Eindhoven University of Technology’s (TU/e) scientific breakthrough in the field of photonics has been declared ‘Breakthrough of the Year’.
One of the world’s top scientific journals, Physics World did so. Professor Erik Bakkers made this groundbreaking discovery. He and his team found a way to emit light using silicon – something that most deemed impossible.
Currently, this substance is used to manufacture electronic chips. This is a vital breakthrough to enable the switch from electronic to photonic chips. Electronic chips transmit electronic signals, while, as the name suggests, photonic chips use light signals. So, they’re much faster.
Why it won
Physics World’s jury member and editor, Hamish Johnston, explains why this specific research has been crowned the best of the year. “Silicon devices drive our information-based society. But silicon’s inability to emit light has held back development in telecommunications and other advanced optical applications.”
“Baker’ team has created a silicon-based material that emits light at telecommunication wavelengths. They’ve, therefore, opened the door to a whole new world of applications for silicon devices.”
Research leader, Erik Bakkers, is very proud of the prize.
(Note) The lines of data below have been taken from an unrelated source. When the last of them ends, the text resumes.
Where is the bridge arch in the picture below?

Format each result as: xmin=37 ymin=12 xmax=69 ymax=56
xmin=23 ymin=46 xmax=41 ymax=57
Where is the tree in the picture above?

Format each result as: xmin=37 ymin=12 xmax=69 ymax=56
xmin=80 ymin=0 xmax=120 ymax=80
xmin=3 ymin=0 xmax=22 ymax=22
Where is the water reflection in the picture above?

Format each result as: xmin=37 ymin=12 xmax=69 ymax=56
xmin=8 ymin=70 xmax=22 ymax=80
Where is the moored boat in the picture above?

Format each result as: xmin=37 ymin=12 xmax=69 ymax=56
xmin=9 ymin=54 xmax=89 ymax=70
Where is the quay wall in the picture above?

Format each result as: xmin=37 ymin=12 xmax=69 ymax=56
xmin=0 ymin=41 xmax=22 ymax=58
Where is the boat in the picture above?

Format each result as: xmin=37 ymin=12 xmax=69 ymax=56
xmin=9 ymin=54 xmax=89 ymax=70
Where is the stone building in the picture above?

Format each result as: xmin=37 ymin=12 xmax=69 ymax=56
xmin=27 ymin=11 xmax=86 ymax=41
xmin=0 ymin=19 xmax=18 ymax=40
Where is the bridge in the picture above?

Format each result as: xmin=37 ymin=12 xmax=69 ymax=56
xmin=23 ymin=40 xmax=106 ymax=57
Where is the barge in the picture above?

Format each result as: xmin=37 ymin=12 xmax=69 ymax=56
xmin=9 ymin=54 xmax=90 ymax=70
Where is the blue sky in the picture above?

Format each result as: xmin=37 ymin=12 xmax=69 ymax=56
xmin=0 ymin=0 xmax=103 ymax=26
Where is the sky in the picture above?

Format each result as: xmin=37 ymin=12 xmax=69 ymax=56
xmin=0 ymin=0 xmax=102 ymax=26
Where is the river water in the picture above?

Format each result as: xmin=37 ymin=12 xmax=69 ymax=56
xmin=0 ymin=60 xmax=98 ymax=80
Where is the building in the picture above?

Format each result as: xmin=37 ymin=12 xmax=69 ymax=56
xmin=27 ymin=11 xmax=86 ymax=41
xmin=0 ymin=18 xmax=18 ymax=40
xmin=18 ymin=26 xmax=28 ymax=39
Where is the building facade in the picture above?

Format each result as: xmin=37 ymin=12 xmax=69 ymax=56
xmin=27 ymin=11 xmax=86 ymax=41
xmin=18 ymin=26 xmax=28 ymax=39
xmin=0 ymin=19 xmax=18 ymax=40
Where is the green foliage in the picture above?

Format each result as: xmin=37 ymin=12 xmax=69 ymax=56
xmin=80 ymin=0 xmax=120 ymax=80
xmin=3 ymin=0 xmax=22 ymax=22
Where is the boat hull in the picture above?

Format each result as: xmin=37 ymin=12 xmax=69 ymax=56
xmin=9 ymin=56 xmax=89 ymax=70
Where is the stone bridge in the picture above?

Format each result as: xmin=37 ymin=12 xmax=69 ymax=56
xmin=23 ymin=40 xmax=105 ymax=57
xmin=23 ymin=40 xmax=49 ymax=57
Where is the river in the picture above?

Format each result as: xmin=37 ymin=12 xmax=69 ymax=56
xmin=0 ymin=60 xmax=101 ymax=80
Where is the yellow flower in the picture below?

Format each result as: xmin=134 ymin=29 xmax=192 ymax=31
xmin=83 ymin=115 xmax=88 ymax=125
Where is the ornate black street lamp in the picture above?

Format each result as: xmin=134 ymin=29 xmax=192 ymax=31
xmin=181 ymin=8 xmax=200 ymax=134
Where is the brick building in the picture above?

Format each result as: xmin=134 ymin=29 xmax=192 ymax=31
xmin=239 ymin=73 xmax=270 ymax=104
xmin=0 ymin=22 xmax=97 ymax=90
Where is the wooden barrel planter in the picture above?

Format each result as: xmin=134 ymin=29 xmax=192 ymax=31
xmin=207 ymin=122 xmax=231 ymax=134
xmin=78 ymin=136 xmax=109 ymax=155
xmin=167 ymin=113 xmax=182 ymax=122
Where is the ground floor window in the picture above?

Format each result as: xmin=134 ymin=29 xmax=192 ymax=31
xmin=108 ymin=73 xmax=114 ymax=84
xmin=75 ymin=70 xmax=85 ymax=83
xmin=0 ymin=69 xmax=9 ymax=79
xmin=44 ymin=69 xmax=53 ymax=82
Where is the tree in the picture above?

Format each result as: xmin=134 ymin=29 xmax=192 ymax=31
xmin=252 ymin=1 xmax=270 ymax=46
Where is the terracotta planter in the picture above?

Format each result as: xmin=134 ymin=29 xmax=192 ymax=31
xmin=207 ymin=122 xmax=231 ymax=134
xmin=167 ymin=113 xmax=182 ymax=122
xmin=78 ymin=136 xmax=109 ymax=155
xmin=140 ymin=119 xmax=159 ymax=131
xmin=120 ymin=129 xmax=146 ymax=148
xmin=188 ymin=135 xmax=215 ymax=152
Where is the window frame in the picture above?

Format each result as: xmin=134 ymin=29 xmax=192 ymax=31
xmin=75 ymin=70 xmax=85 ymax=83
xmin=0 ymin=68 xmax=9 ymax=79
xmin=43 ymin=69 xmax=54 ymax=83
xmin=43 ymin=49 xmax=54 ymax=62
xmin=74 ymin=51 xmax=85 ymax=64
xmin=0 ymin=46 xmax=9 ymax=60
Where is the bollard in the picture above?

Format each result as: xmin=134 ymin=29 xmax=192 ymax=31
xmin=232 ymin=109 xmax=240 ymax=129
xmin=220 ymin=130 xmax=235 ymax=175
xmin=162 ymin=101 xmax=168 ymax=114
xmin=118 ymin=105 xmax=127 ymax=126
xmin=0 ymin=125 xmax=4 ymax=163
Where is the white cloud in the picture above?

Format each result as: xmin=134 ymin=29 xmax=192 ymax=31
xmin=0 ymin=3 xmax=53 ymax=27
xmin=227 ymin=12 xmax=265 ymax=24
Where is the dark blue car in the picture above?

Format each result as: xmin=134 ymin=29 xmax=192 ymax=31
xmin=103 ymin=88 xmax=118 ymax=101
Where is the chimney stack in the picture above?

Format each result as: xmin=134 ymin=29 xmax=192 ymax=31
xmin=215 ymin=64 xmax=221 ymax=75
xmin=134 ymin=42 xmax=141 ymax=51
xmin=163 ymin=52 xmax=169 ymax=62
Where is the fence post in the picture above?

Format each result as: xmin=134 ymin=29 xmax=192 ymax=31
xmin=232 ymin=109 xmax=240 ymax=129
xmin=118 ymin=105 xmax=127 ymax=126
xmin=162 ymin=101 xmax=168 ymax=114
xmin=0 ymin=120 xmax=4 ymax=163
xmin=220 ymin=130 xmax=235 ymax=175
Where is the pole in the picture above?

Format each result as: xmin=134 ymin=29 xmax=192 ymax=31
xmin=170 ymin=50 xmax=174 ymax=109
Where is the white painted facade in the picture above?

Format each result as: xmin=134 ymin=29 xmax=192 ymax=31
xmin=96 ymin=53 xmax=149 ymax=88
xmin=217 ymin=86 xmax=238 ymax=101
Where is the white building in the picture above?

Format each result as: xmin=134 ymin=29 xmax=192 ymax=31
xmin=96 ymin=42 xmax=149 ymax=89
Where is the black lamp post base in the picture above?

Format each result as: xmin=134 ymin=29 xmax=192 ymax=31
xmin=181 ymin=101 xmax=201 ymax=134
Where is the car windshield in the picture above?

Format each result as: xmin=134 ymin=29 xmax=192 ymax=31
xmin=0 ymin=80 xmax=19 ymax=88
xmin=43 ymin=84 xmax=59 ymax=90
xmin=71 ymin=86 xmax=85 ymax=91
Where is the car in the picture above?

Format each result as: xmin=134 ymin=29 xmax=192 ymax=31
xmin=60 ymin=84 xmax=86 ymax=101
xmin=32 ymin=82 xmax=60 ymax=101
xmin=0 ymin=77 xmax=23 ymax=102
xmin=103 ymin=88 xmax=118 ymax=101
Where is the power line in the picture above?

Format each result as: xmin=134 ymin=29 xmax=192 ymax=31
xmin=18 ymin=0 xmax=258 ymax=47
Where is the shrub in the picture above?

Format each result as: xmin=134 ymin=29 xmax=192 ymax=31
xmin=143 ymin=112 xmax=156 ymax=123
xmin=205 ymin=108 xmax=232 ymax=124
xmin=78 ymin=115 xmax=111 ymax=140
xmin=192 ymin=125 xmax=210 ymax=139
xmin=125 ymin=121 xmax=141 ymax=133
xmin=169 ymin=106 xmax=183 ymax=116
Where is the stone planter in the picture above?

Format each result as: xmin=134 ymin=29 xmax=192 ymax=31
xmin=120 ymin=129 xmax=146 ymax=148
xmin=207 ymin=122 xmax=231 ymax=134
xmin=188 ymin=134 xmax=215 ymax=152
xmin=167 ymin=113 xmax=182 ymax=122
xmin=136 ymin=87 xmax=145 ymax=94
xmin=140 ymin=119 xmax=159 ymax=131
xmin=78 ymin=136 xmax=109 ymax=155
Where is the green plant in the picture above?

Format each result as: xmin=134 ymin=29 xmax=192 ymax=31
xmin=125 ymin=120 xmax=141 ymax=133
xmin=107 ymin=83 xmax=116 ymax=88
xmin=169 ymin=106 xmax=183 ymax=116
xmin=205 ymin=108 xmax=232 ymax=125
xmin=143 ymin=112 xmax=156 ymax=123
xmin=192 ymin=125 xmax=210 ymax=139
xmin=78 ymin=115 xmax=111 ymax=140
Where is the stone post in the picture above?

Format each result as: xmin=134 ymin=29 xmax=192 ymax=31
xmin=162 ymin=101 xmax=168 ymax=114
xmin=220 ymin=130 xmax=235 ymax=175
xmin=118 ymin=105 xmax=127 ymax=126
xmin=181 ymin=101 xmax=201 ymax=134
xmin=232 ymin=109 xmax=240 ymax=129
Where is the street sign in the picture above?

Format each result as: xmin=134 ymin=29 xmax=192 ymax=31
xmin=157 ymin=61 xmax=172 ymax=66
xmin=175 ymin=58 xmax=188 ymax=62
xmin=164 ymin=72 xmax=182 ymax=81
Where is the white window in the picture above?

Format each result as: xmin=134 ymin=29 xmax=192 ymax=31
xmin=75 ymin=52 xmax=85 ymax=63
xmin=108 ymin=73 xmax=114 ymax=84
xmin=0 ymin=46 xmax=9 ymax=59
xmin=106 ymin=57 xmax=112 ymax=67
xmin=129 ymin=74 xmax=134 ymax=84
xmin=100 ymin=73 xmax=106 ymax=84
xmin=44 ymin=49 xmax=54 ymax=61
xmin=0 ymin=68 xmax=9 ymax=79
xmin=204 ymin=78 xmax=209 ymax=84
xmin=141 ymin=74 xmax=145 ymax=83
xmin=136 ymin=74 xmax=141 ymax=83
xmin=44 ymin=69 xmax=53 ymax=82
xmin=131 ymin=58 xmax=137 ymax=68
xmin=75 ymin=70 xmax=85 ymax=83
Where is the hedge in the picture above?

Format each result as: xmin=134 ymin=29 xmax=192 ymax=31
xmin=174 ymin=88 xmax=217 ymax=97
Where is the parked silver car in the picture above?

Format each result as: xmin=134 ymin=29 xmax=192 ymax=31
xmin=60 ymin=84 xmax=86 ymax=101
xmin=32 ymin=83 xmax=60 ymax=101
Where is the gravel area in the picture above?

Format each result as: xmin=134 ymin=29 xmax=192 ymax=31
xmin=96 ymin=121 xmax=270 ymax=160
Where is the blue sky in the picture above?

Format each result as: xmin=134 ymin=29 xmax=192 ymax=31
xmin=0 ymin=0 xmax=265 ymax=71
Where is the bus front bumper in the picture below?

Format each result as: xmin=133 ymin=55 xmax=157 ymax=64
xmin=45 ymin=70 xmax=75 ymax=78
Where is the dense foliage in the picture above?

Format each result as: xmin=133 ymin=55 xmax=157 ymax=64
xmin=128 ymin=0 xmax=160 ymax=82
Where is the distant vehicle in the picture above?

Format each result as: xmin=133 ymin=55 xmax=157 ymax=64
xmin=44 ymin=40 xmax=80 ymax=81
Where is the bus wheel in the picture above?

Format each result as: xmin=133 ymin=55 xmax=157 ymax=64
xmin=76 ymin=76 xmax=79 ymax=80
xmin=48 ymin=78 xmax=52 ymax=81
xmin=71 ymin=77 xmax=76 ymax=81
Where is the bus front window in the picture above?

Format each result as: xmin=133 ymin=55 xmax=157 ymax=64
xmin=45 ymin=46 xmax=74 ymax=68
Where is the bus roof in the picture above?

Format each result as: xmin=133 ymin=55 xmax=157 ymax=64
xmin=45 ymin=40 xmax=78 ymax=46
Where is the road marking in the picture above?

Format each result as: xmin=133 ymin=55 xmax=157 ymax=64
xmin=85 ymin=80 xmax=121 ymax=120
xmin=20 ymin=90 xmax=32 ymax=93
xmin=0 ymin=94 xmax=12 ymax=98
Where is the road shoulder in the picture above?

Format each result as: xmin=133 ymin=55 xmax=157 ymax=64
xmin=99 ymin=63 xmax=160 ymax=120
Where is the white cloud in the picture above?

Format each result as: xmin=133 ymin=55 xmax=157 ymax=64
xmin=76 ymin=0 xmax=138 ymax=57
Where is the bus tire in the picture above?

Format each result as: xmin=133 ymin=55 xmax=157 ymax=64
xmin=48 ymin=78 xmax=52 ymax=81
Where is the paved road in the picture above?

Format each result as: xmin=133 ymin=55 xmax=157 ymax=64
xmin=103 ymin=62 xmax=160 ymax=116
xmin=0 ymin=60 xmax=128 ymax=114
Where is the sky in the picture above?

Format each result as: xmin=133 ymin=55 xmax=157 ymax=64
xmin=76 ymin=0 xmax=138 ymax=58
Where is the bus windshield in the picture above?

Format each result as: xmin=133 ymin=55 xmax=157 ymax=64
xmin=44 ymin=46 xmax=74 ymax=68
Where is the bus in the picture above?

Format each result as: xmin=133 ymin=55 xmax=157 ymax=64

He’s won it along with not the TU/e’s Elham Fadaly and Alain Dijkstra. The honour also goes Jens Renè Suckert from the Friedrich-Schiller-Universität Jena in Germany and an international team of collaborators.
“We’ve been working on this for a very long time. So, it’s fantastic that we finally succeeded. It’s a great achievement by the whole team,” Erik says.
Robert-Jan Smits, the University’s Chairman of the Executive Board, says he is pleased with the recognition. “We’re enormously proud of Erik Bakkers’ group’s pioneering work. As far as we are concerned, Physics World’s recognition is entirely justified.”
“Erik Bakkers is the absolute world leader in the field of nanowires. His work is simultaneously both fundamental and application-oriented. It will undoubtedly lead to further breakthroughs that will benefit the whole world.
Researchers from the German universities of Jena and Munich and the Linz University in Austria also helped the TU/e team made the breakthrough possible.